What, then, of the other part of the academic life: research? Surely the laboratory, the rare books room and the learned journal remain free from the clutches of the quangocracy? No, dear reader, there is no escape: let me introduce you to the weird and wonderful world of the QR funding stream, the RAE and the RCUK knowledge transfer initiative.
Again, the origins lie in the Thatcher era. Government has to to fund universities for basic research — and in the hard sciences that means doling out large sums of public money. In the early 1980s, swingeing cuts were made to the funding of higher education. A new — as would now be said “more robust” — rationale was needed for the distribution of the research budget. For decades, it had been handed out according to a formula so arcane that no one could explain it to the incoming head of the University Grants Committee, Sir Peter Swinnerton-Dyer, one of the most brilliant mathematicians of his generation.
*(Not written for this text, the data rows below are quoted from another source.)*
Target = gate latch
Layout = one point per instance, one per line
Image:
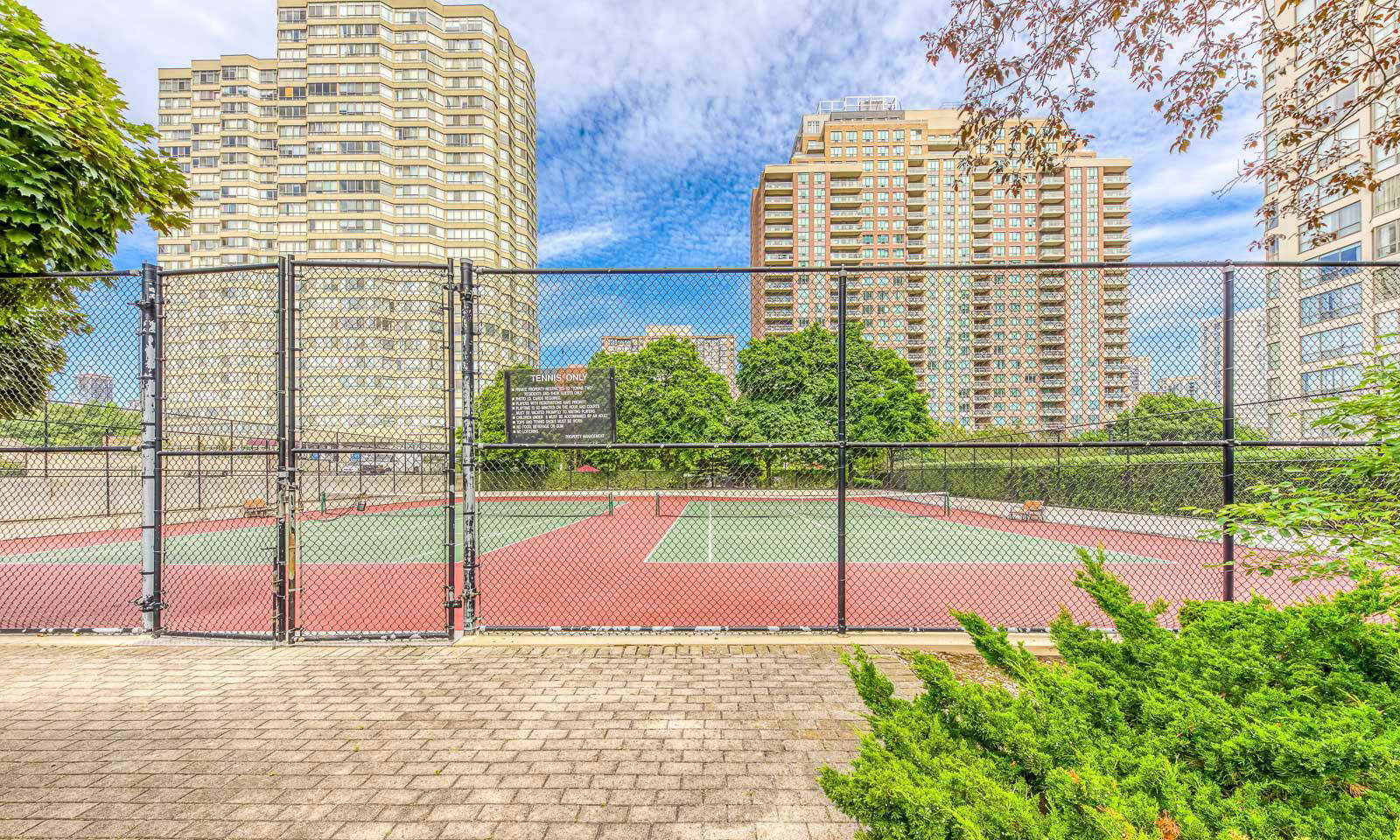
(150, 604)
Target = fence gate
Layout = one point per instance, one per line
(370, 503)
(217, 382)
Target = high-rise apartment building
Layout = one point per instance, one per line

What the system really boiled down to was “historical principles” — in other words, loadsamoney for Oxford, Cambridge and London, peanuts for the 40 or so other universities.
Swinnerton-Dyer realised that some form of quality control was needed. He focused on the medical and laboratory-based subjects: they were where the serious money was spent and where the opportunity for payback in the national economy was greatest. These were also disciplines in which it was relatively easy to devise an assessment mechanism. Scientific research advances through the publication of new findings in peer-reviewed specialist journals, some of which are more prestigious than others. Research papers are usually relatively short. It would not be too arduous an exercise for universities to ask their scientific researchers to submit their best papers to panels of experts in each discipline, who could come up with a ranking on the basis of which funding could be redistributed. A further ambition was to reward links with industry, in order to stimulate applied research, but this was abandoned in the face of the ivory tower mentality of the older universities. It smacked too much of the sort of thing that went on in polytechnics.
Fatally, though, the civil servants in the Department of Education could not resist the temptation to apply Sir Peter’s proposal across the board. Thus the Research Assessment Exercise (“RAE”) was born. It has dominated academic life ever since, shaping not only publication patterns but also promotions, football-style poaching of superstars, changed teaching patterns and the rooting out of supposed dead wood. Every few years, there is a new RAE in which panels of professors sit in judgement on a set number of publications by every “research-active” university employee in the land. Each department gets a grade and a commensurate amount of funding until the next exercise comes around.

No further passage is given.